Monday, April 21, 2008

Being a Pirate fan is hard

Coming into 2008, there was absolutely no reason to think that the Pirates would win more than somewhere around 70 games during the season. I certainly knew this and while some of you disagreed with me, I feel pretty sure that most of you knew it as well as I did. This is the true bitch of what Dave Littlefield did to this franchise: he left it in such disrepair that even the most experienced general manager could start turning this team around without Major League on-field results for two or three years. That's what happens when you leave both the major and minor leagues mainly bereft of talent. As I said over the winter, guys like John Russell can preach "changing the culture" all they want, but actually doing it in the face of loss after mind-numbing loss is a horse of a different color.

Still, knowing full well what I was getting myself into this season, watching games like yesterday are incredibly frustrating. I suppose that's just the nature of the human condition. As Rowdy is fond of pointing out, it shouldn't be incredibly hard to get a baseball team to finish .500. I suppose there's a part of me (and everyone) that thinks every year that maybe things will click this year, just for one year, and we won't be awful. This isn't how things work in real life, and that's a crashing realization that we all have to make every single year.

I fully understand how ugly Adam LaRoche looks, but no one should be surprised or angry about the way he's starting the season. The guy has a huge, looping swing that takes at least a month to get into gear every single year of his career. That's just the way he works. Luis Rivas and Doug Mientkiewicz are probably on the team because of a pre-existing relationship with John Russell, but that's how every team fills their roster out. Zach Duke sucks, but we knew that already. Tom Gorzelanny is pitching like a guy who's hurt, but everyone with an opinion about Gorzo had a feeling he was going to get hurt after Tracy abused the crap out of him last year. The bullpen is terrible, but that's what happens when you only carry over three relievers from one year to another. Simply put, these is a bad, fundamentally poor team, but we knew that that's not something that anyone should be surprised by.

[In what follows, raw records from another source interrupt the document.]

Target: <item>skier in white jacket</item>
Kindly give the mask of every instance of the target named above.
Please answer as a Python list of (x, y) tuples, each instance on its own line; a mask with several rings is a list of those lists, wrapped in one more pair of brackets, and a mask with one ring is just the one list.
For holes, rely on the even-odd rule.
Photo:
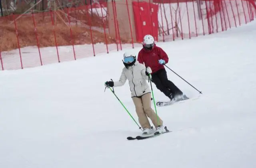
[(136, 55), (132, 52), (126, 52), (123, 60), (125, 67), (123, 69), (119, 81), (108, 81), (106, 87), (116, 87), (123, 85), (128, 79), (132, 100), (135, 106), (139, 123), (143, 128), (143, 134), (150, 134), (152, 130), (148, 117), (155, 126), (156, 131), (165, 131), (163, 121), (156, 115), (151, 108), (151, 89), (147, 83), (149, 74), (152, 72), (150, 67), (139, 63), (136, 60)]

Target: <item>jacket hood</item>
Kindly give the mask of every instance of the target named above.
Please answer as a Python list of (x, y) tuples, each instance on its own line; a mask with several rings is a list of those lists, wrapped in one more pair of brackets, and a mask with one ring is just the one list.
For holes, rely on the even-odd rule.
[(152, 52), (152, 51), (153, 51), (153, 50), (156, 47), (156, 44), (154, 44), (154, 46), (153, 47), (153, 48), (152, 48), (152, 49), (151, 49), (151, 50), (148, 50), (147, 49), (146, 49), (146, 48), (145, 48), (145, 47), (144, 47), (144, 46), (142, 44), (142, 46), (143, 47), (143, 50), (144, 50), (144, 51), (146, 52), (147, 53), (150, 53)]

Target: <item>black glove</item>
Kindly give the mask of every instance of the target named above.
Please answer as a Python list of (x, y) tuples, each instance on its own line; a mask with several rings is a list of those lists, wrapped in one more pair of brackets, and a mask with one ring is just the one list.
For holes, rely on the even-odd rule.
[(113, 81), (107, 81), (105, 83), (105, 86), (106, 87), (114, 87), (114, 82)]
[(147, 71), (146, 71), (146, 72), (145, 72), (145, 73), (146, 73), (146, 75), (147, 76), (148, 76), (149, 75), (149, 73), (148, 73)]
[(146, 73), (146, 75), (147, 76), (149, 76), (149, 74), (152, 73), (152, 70), (150, 67), (147, 67), (146, 69), (146, 71), (145, 73)]

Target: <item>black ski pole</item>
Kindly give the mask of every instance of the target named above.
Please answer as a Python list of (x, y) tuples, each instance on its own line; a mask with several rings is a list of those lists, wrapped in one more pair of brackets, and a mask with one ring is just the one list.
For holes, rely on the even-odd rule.
[[(106, 90), (106, 89), (107, 88), (107, 87), (106, 87), (105, 88), (105, 90)], [(136, 121), (135, 121), (135, 120), (133, 118), (133, 117), (132, 117), (132, 115), (131, 114), (131, 113), (130, 113), (129, 112), (129, 111), (128, 111), (128, 110), (127, 110), (127, 109), (126, 109), (126, 108), (125, 107), (125, 106), (124, 106), (124, 104), (123, 104), (123, 103), (121, 101), (120, 101), (120, 99), (119, 99), (119, 98), (118, 98), (118, 97), (117, 97), (117, 96), (116, 95), (116, 93), (115, 93), (115, 92), (113, 90), (114, 90), (114, 88), (113, 88), (113, 90), (112, 90), (111, 89), (111, 88), (110, 88), (110, 87), (109, 87), (109, 89), (111, 91), (111, 92), (112, 92), (112, 93), (113, 93), (113, 94), (114, 94), (114, 95), (115, 95), (115, 96), (116, 97), (116, 99), (117, 99), (118, 100), (118, 101), (119, 101), (119, 102), (121, 103), (121, 104), (123, 106), (123, 107), (124, 108), (124, 109), (125, 109), (125, 110), (126, 111), (126, 112), (127, 112), (127, 113), (129, 114), (129, 115), (130, 115), (130, 116), (131, 117), (131, 118), (132, 118), (132, 119), (133, 120), (133, 121), (134, 121), (134, 122), (135, 122), (135, 123), (136, 123), (136, 124), (137, 125), (138, 125), (138, 126), (139, 127), (139, 129), (140, 129), (140, 130), (141, 130), (142, 131), (142, 130), (141, 128), (141, 127), (140, 126), (140, 125), (139, 125), (136, 122)]]
[(192, 87), (193, 87), (197, 91), (198, 91), (199, 92), (199, 93), (200, 94), (203, 94), (202, 93), (201, 91), (198, 91), (196, 88), (195, 87), (194, 87), (194, 86), (193, 86), (191, 84), (190, 84), (190, 83), (189, 83), (186, 80), (184, 79), (183, 78), (182, 78), (182, 77), (181, 77), (179, 75), (178, 75), (178, 74), (177, 74), (177, 73), (176, 73), (175, 72), (174, 72), (174, 71), (173, 71), (173, 70), (172, 70), (172, 69), (171, 69), (170, 68), (169, 68), (169, 67), (168, 67), (168, 66), (167, 66), (165, 64), (164, 64), (164, 66), (165, 66), (166, 67), (167, 67), (167, 68), (168, 68), (171, 71), (172, 71), (172, 72), (173, 72), (175, 74), (177, 75), (179, 77), (180, 77), (180, 78), (182, 79), (183, 79), (183, 80), (184, 81), (185, 81), (185, 82), (186, 82), (187, 83), (188, 83), (188, 84), (189, 85), (190, 85), (190, 86), (191, 86)]

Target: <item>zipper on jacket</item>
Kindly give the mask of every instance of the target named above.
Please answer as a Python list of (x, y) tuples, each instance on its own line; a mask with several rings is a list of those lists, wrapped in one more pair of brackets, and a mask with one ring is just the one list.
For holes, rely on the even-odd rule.
[(137, 95), (137, 94), (136, 94), (136, 91), (135, 91), (135, 84), (133, 82), (133, 78), (134, 78), (134, 76), (133, 76), (133, 69), (132, 69), (132, 83), (133, 83), (133, 85), (134, 85), (134, 93), (135, 93), (135, 95), (136, 95), (136, 97), (137, 97), (138, 96)]

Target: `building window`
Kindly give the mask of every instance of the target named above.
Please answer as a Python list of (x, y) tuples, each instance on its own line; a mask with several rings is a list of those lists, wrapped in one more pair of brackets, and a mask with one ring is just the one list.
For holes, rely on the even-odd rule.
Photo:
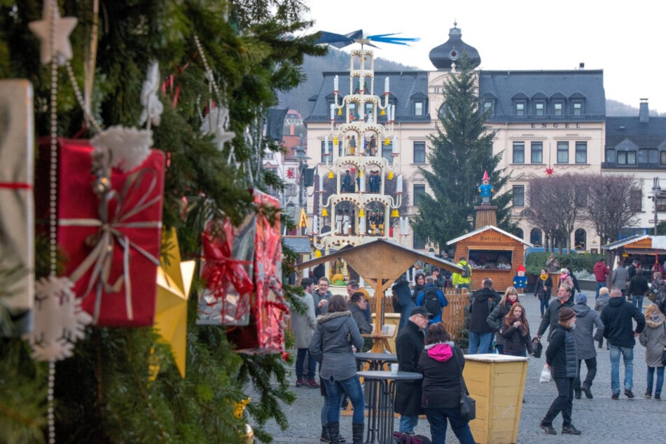
[(576, 163), (588, 163), (588, 142), (576, 142)]
[(629, 192), (629, 204), (631, 211), (637, 213), (643, 211), (643, 190), (640, 188), (632, 190)]
[(513, 163), (525, 162), (525, 143), (513, 142)]
[(514, 102), (513, 109), (515, 111), (515, 115), (517, 117), (523, 117), (525, 115), (525, 102)]
[(635, 165), (636, 151), (618, 151), (618, 165)]
[(382, 157), (389, 161), (389, 165), (393, 165), (393, 143), (384, 145), (382, 144)]
[(564, 102), (561, 100), (553, 102), (553, 115), (562, 116), (564, 109)]
[(513, 186), (513, 206), (514, 207), (525, 207), (525, 185), (514, 185)]
[(543, 142), (532, 142), (530, 150), (532, 163), (543, 163)]
[(557, 142), (557, 163), (569, 163), (569, 142)]
[(426, 143), (414, 142), (414, 163), (426, 162)]
[(413, 192), (413, 199), (414, 199), (414, 206), (419, 204), (419, 197), (421, 197), (421, 195), (426, 193), (426, 186), (424, 183), (415, 183), (414, 184), (414, 192)]
[(426, 243), (415, 233), (414, 239), (412, 240), (412, 248), (415, 250), (426, 249)]

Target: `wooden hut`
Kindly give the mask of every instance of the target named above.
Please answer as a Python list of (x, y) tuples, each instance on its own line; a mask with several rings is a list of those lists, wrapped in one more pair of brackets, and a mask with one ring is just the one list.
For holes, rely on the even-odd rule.
[(481, 287), (486, 277), (492, 279), (497, 291), (513, 284), (520, 265), (523, 265), (525, 247), (532, 247), (520, 237), (489, 225), (446, 242), (455, 245), (454, 258), (465, 258), (472, 269), (470, 290)]

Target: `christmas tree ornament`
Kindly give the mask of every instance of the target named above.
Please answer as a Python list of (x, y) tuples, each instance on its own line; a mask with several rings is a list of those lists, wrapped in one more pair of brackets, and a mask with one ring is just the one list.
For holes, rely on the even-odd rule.
[(81, 308), (67, 277), (49, 276), (35, 283), (35, 328), (24, 336), (32, 348), (33, 359), (60, 361), (73, 354), (74, 343), (85, 336), (92, 320)]
[(39, 60), (43, 64), (53, 57), (62, 66), (71, 60), (71, 45), (69, 34), (78, 22), (75, 17), (60, 17), (55, 0), (45, 0), (42, 19), (28, 23), (28, 27), (41, 42)]
[(0, 264), (8, 273), (0, 297), (0, 335), (32, 329), (34, 204), (32, 85), (0, 81)]
[(158, 99), (158, 90), (160, 89), (160, 68), (155, 60), (151, 62), (148, 67), (148, 73), (144, 85), (141, 89), (141, 104), (144, 109), (141, 111), (139, 125), (146, 123), (146, 127), (150, 130), (151, 125), (160, 126), (162, 112), (164, 105)]
[(187, 300), (196, 262), (181, 261), (176, 229), (162, 233), (162, 256), (158, 268), (155, 329), (171, 345), (176, 366), (185, 377)]

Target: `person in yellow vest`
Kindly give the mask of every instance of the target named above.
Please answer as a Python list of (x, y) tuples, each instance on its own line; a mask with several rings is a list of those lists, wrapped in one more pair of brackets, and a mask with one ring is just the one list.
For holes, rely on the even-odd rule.
[(472, 279), (472, 268), (467, 263), (465, 258), (458, 259), (458, 266), (462, 267), (463, 271), (459, 273), (453, 273), (453, 286), (457, 289), (469, 289), (469, 283)]

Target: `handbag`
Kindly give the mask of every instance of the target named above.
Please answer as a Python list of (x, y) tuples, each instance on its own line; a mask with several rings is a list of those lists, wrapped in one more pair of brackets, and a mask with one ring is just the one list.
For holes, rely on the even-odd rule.
[(469, 391), (467, 389), (467, 384), (465, 384), (465, 378), (462, 375), (462, 366), (458, 360), (458, 354), (456, 350), (453, 350), (453, 357), (458, 363), (458, 367), (460, 368), (460, 382), (462, 387), (460, 389), (460, 418), (463, 421), (471, 421), (476, 417), (476, 400), (469, 396)]
[(534, 338), (532, 340), (532, 354), (535, 358), (541, 357), (541, 352), (543, 350), (543, 345), (541, 344), (541, 341), (539, 340), (539, 338)]

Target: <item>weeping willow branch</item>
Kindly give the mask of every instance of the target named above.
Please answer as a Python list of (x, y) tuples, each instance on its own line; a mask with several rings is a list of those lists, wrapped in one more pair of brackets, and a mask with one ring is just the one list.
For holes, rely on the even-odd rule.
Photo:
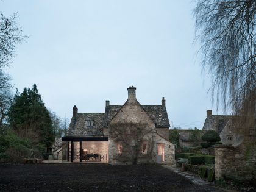
[(256, 1), (202, 0), (194, 10), (196, 41), (217, 108), (256, 114)]

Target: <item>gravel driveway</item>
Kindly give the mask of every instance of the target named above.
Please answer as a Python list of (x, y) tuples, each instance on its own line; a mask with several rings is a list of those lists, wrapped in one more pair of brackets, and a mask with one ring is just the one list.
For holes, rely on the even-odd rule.
[(0, 165), (0, 191), (221, 191), (160, 165)]

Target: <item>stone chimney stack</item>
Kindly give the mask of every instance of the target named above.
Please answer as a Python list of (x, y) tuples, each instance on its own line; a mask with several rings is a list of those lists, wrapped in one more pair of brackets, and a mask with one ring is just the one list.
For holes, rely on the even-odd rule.
[(162, 99), (162, 107), (165, 107), (165, 97), (163, 97), (163, 99)]
[(106, 107), (109, 106), (109, 101), (106, 100)]
[(74, 105), (73, 107), (73, 116), (76, 117), (77, 115), (78, 108), (76, 107), (76, 105)]
[(128, 100), (133, 101), (136, 100), (136, 87), (129, 87), (127, 88), (128, 90)]
[(206, 111), (206, 117), (211, 116), (212, 116), (212, 110), (207, 110)]

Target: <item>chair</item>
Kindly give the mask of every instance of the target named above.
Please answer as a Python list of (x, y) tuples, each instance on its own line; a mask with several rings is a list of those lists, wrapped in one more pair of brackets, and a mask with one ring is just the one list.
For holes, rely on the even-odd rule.
[(101, 160), (104, 160), (104, 157), (105, 157), (105, 154), (103, 154), (103, 156), (101, 157)]
[(98, 160), (99, 157), (99, 154), (93, 154), (93, 158), (94, 159), (94, 160)]

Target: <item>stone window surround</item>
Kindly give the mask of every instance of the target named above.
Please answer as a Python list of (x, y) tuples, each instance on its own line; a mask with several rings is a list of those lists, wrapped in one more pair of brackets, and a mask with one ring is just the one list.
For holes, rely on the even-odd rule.
[(117, 144), (117, 151), (116, 152), (118, 154), (121, 154), (122, 153), (122, 144), (118, 143)]

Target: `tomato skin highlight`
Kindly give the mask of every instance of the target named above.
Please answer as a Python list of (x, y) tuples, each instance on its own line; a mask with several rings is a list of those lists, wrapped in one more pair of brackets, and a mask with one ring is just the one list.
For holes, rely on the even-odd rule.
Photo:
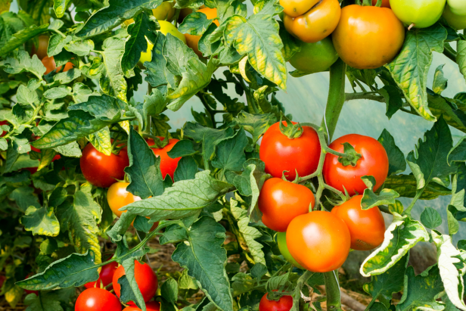
[[(272, 291), (277, 291), (274, 289)], [(282, 296), (278, 301), (269, 300), (266, 293), (259, 302), (259, 311), (290, 311), (293, 307), (293, 297), (287, 295)]]
[(287, 230), (290, 253), (305, 269), (326, 272), (338, 269), (349, 253), (351, 237), (345, 222), (329, 212), (316, 211), (291, 221)]
[(342, 144), (348, 142), (356, 152), (362, 157), (355, 167), (343, 166), (338, 162), (338, 157), (330, 153), (325, 156), (322, 175), (325, 182), (344, 193), (343, 187), (350, 196), (357, 192), (362, 194), (367, 186), (361, 179), (364, 176), (372, 176), (375, 179), (374, 191), (385, 182), (388, 175), (388, 156), (382, 144), (376, 139), (358, 134), (349, 134), (335, 139), (329, 147), (336, 151), (343, 152)]
[(303, 126), (303, 129), (302, 135), (293, 139), (282, 133), (279, 122), (267, 129), (259, 151), (259, 157), (266, 165), (266, 173), (281, 178), (283, 171), (288, 171), (285, 173), (287, 179), (293, 181), (296, 171), (300, 177), (316, 171), (321, 150), (319, 137), (312, 127)]
[(341, 9), (338, 0), (323, 0), (302, 15), (285, 14), (287, 31), (304, 42), (315, 43), (329, 36), (338, 25)]
[[(109, 284), (112, 283), (112, 280), (113, 278), (113, 274), (116, 271), (118, 267), (118, 263), (116, 261), (112, 261), (107, 263), (102, 267), (100, 273), (99, 273), (99, 278), (95, 282), (89, 282), (84, 284), (84, 287), (86, 288), (90, 288), (96, 286), (98, 287), (100, 287), (100, 283), (105, 287)], [(108, 288), (111, 289), (112, 287)]]
[[(163, 137), (159, 137), (158, 138), (161, 140), (164, 139)], [(149, 146), (153, 145), (155, 143), (154, 140), (152, 138), (148, 138), (146, 140), (146, 141), (147, 142)], [(179, 139), (170, 138), (168, 140), (168, 144), (163, 148), (151, 148), (155, 157), (160, 157), (160, 171), (162, 172), (162, 177), (164, 179), (168, 175), (171, 177), (171, 180), (173, 180), (173, 175), (175, 174), (175, 171), (178, 167), (178, 163), (181, 158), (181, 157), (175, 158), (175, 159), (170, 158), (167, 152), (171, 150), (175, 144), (178, 141), (179, 141)]]
[(369, 250), (383, 242), (385, 223), (378, 207), (368, 210), (361, 208), (362, 195), (353, 197), (332, 210), (332, 214), (341, 218), (350, 231), (351, 246), (356, 250)]
[(116, 183), (116, 180), (124, 178), (124, 170), (129, 165), (129, 159), (126, 147), (118, 154), (112, 153), (106, 156), (89, 143), (83, 150), (79, 164), (88, 182), (94, 186), (106, 188)]
[[(120, 266), (113, 274), (112, 284), (115, 293), (119, 298), (121, 286), (118, 284), (118, 279), (125, 274), (123, 266)], [(134, 260), (134, 278), (138, 284), (144, 301), (148, 301), (155, 295), (158, 282), (157, 275), (148, 264), (141, 264), (137, 260)], [(135, 305), (134, 301), (130, 301), (128, 304)]]
[(332, 35), (342, 60), (358, 69), (388, 64), (404, 42), (403, 24), (386, 8), (352, 5), (341, 11), (338, 26)]
[(315, 203), (314, 194), (306, 186), (276, 178), (266, 181), (258, 200), (262, 222), (280, 232), (286, 231), (293, 218), (309, 213), (309, 205), (314, 208)]
[(79, 294), (75, 311), (121, 311), (120, 300), (108, 290), (98, 287), (88, 288)]

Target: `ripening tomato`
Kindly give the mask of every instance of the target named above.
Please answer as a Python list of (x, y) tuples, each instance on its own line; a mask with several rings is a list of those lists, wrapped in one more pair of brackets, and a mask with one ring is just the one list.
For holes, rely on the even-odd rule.
[(125, 177), (125, 168), (129, 165), (126, 147), (118, 154), (106, 156), (88, 143), (83, 150), (79, 165), (84, 178), (92, 185), (103, 188), (109, 187)]
[(301, 43), (301, 49), (290, 59), (292, 66), (309, 73), (328, 69), (338, 59), (332, 39), (324, 38), (315, 43)]
[(121, 311), (120, 300), (108, 290), (99, 287), (88, 288), (79, 294), (75, 311)]
[[(119, 298), (120, 285), (118, 284), (118, 279), (125, 274), (123, 266), (120, 266), (113, 274), (113, 289), (115, 293)], [(142, 294), (144, 301), (147, 302), (155, 295), (158, 282), (157, 275), (148, 264), (144, 263), (139, 263), (137, 260), (134, 260), (134, 278), (138, 287)], [(128, 302), (128, 304), (135, 304), (132, 301)]]
[[(161, 140), (164, 138), (163, 137), (159, 137)], [(149, 146), (153, 145), (154, 144), (154, 140), (152, 138), (148, 138), (146, 140), (147, 144)], [(178, 139), (175, 138), (170, 138), (168, 140), (168, 144), (163, 148), (152, 148), (155, 157), (160, 157), (160, 171), (162, 172), (162, 177), (165, 179), (167, 175), (171, 177), (171, 180), (173, 180), (173, 174), (175, 173), (175, 170), (178, 166), (178, 163), (181, 159), (181, 157), (172, 159), (168, 156), (167, 154), (169, 151), (171, 150), (175, 144), (179, 141)]]
[(451, 9), (448, 5), (445, 7), (443, 17), (448, 25), (456, 30), (466, 29), (466, 15), (456, 15), (454, 14), (451, 12)]
[(283, 24), (289, 33), (302, 41), (317, 42), (335, 30), (341, 14), (338, 0), (323, 0), (302, 15), (292, 17), (285, 14)]
[(261, 190), (258, 204), (262, 212), (262, 222), (268, 227), (284, 232), (296, 216), (309, 212), (316, 201), (309, 188), (281, 178), (266, 181)]
[(329, 272), (341, 267), (349, 253), (351, 242), (345, 222), (329, 212), (300, 215), (291, 221), (287, 230), (290, 253), (313, 272)]
[[(147, 311), (160, 311), (160, 303), (158, 301), (149, 301), (146, 302), (146, 310)], [(127, 306), (123, 311), (141, 311), (137, 306)]]
[[(62, 70), (62, 66), (60, 66), (58, 68), (57, 65), (55, 64), (55, 60), (54, 59), (53, 56), (51, 56), (49, 57), (48, 56), (46, 56), (42, 59), (42, 64), (44, 66), (45, 66), (46, 71), (45, 73), (44, 74), (46, 75), (50, 72), (51, 72), (54, 69), (57, 69), (57, 72), (59, 72), (60, 70)], [(63, 69), (63, 72), (65, 71), (68, 71), (70, 69), (73, 68), (73, 64), (68, 62), (65, 64), (65, 68)]]
[(302, 15), (315, 6), (319, 0), (280, 0), (283, 12), (291, 17)]
[(332, 210), (332, 214), (341, 218), (350, 231), (351, 248), (369, 250), (383, 242), (385, 223), (378, 207), (368, 210), (361, 208), (362, 195), (353, 197)]
[(446, 0), (390, 0), (395, 15), (407, 25), (425, 28), (442, 16)]
[[(204, 8), (197, 10), (198, 12), (201, 12), (205, 14), (208, 20), (212, 20), (217, 17), (217, 9), (216, 8), (210, 9), (210, 8)], [(220, 26), (218, 20), (214, 20), (213, 23), (217, 25), (217, 27)], [(201, 36), (195, 36), (194, 35), (190, 35), (189, 34), (184, 34), (184, 37), (186, 38), (186, 44), (188, 47), (192, 49), (199, 57), (203, 57), (202, 53), (199, 50), (198, 44), (199, 40), (200, 40)]]
[[(278, 291), (274, 289), (272, 291)], [(293, 297), (282, 296), (278, 301), (269, 300), (267, 293), (262, 296), (259, 302), (259, 311), (290, 311), (293, 306)]]
[[(296, 124), (296, 122), (292, 122)], [(284, 121), (283, 124), (286, 126)], [(280, 131), (279, 122), (266, 132), (261, 142), (259, 157), (266, 164), (266, 173), (281, 178), (284, 171), (287, 179), (293, 181), (296, 171), (301, 177), (317, 169), (321, 147), (317, 133), (310, 126), (303, 126), (303, 134), (291, 139)]]
[[(97, 279), (97, 280), (94, 282), (86, 283), (84, 284), (84, 287), (86, 288), (90, 288), (96, 286), (100, 287), (101, 283), (102, 283), (102, 286), (105, 288), (109, 284), (112, 283), (113, 274), (115, 273), (115, 271), (116, 271), (118, 267), (118, 263), (115, 261), (107, 263), (102, 267), (102, 270), (100, 270), (100, 273), (99, 273), (99, 278)], [(111, 287), (109, 289), (111, 288)]]
[(356, 166), (343, 166), (338, 162), (337, 156), (327, 153), (322, 170), (325, 182), (343, 192), (344, 187), (348, 194), (352, 196), (356, 192), (362, 194), (367, 188), (361, 178), (372, 176), (376, 182), (374, 191), (377, 190), (385, 182), (388, 175), (388, 156), (383, 146), (371, 137), (349, 134), (335, 139), (329, 147), (343, 153), (342, 144), (345, 142), (353, 146), (356, 152), (362, 157)]
[(377, 68), (391, 62), (404, 42), (404, 27), (386, 8), (345, 7), (332, 35), (342, 60), (358, 69)]
[(279, 232), (277, 234), (277, 244), (278, 244), (278, 249), (280, 250), (280, 253), (287, 261), (300, 269), (304, 269), (301, 265), (298, 263), (298, 261), (293, 257), (290, 251), (288, 250), (288, 246), (287, 245), (287, 233)]

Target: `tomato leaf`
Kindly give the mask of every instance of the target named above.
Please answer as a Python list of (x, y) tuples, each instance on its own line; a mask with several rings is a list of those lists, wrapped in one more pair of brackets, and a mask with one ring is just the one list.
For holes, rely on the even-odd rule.
[(99, 278), (99, 266), (95, 265), (92, 250), (84, 254), (72, 254), (54, 261), (45, 270), (17, 285), (29, 290), (45, 290), (84, 285)]
[(172, 259), (188, 270), (188, 274), (216, 306), (232, 311), (233, 298), (225, 271), (226, 251), (221, 247), (225, 228), (213, 219), (203, 217), (186, 231), (185, 239), (189, 244), (178, 244)]
[[(239, 15), (229, 18), (223, 36), (240, 55), (248, 54), (250, 64), (267, 79), (286, 90), (287, 68), (282, 54), (274, 2), (268, 1), (248, 20)], [(256, 8), (255, 8), (255, 10)]]
[(143, 9), (155, 9), (161, 0), (132, 0), (121, 2), (110, 0), (109, 6), (99, 10), (87, 20), (76, 36), (89, 37), (97, 36), (113, 29), (122, 23), (133, 18)]
[(384, 273), (418, 242), (429, 241), (429, 234), (420, 223), (395, 212), (392, 214), (393, 221), (385, 231), (383, 242), (361, 265), (360, 272), (364, 276)]
[[(400, 54), (387, 65), (407, 102), (429, 121), (435, 121), (436, 118), (427, 106), (427, 75), (432, 62), (432, 52), (443, 51), (446, 37), (446, 30), (438, 23), (428, 28), (412, 29), (406, 34)], [(423, 52), (418, 52), (421, 51)]]

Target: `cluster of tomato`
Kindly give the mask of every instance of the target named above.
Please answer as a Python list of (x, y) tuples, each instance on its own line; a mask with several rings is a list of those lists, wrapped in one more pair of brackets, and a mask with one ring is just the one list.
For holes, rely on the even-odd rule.
[[(377, 2), (372, 0), (372, 5)], [(428, 27), (442, 14), (457, 30), (466, 28), (463, 0), (383, 0), (381, 7), (343, 9), (338, 0), (280, 0), (280, 5), (285, 28), (301, 41), (290, 63), (309, 73), (328, 69), (339, 56), (358, 69), (383, 66), (401, 50), (404, 25)]]
[[(341, 266), (350, 248), (367, 250), (381, 244), (385, 230), (383, 217), (377, 207), (361, 209), (362, 194), (367, 186), (361, 178), (373, 176), (374, 191), (385, 182), (388, 158), (383, 146), (372, 137), (356, 134), (332, 142), (329, 148), (337, 152), (344, 153), (343, 144), (348, 143), (361, 156), (354, 166), (345, 166), (338, 156), (327, 153), (322, 169), (327, 185), (354, 196), (331, 212), (310, 213), (310, 207), (315, 205), (314, 194), (306, 186), (292, 181), (297, 180), (297, 174), (304, 177), (316, 172), (322, 153), (319, 137), (312, 127), (303, 126), (301, 136), (290, 138), (279, 124), (271, 126), (261, 143), (261, 160), (273, 178), (264, 183), (258, 204), (262, 222), (279, 232), (283, 256), (300, 268), (325, 272)], [(286, 176), (282, 178), (284, 173)]]

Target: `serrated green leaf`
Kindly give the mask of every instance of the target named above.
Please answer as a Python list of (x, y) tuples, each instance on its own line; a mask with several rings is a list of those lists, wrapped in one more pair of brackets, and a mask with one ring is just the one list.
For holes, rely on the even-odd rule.
[(432, 62), (432, 52), (443, 51), (446, 37), (446, 30), (438, 23), (428, 28), (411, 30), (406, 34), (400, 54), (387, 65), (409, 104), (429, 121), (436, 118), (427, 106), (427, 75)]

Some of you might disagree, but I can't see where Huntington and company have made any huge missteps (except maybe extending Freddy, pending his health and keeping Pearce in AAA, which may not be a huge mistake, but I still think was the wrong move). The choice that the new front office faced this winter was to either tear the team apart limb from limb to the highest bidder and make a bunch of trades like Andy MacPhail made for Miguel Tejada (that is, "here, take our best players and give us the pu pu platter, which we'll then toss up against the wall and hope that something sticks") or hope that some of the guys on the team increased their value by playing during the season. Bay might do that, Nady isn't hurting his case, Marte will still be a left-handed reliever with a strong history against lefties at the deadline, and the only way anyone was going to take Matt Morris was if he pitches during the year and pitches well. He hasn't so far, but there's no high-upside solution in the organization, so why not at least give him the chance to pitch his way out of here?

As I said above, this is the true crime of the Littlefield era. He left this team so ravaged that Brian Bixler was considered a prospect under his front office. Even if every goes perfectly with the players we have now, do you really think that Walker, Pearce, and McCutchen are enough to turn this team from a 68-win team into a 90-win team in 2009? They're not. After 2009, Littlefield's ill-conceived "window" is closed and a huge chunk of the core of this team will be gone, for better or worse. Maybe Huntington can wheel and deal his way into supporting Walker, Pearce, McCutchen, Snell, Gorzelanny, and maybe McLouth and Doulino (we even need two players to make up one of our strongest positions) sooner rather than later, but that's a mightily daunting task. What does that leave for us? Rooting for Nate McLouth's breakout to stick, hoping that Ryan Doumit can stay healthy enough to provide some thump behind the plate, praying that Jason Bay hits so that he can be traded, and holding vigils for Tom Gorzelanny's ulnar collateral ligament. Such is life as a Pirate fan, I suppose.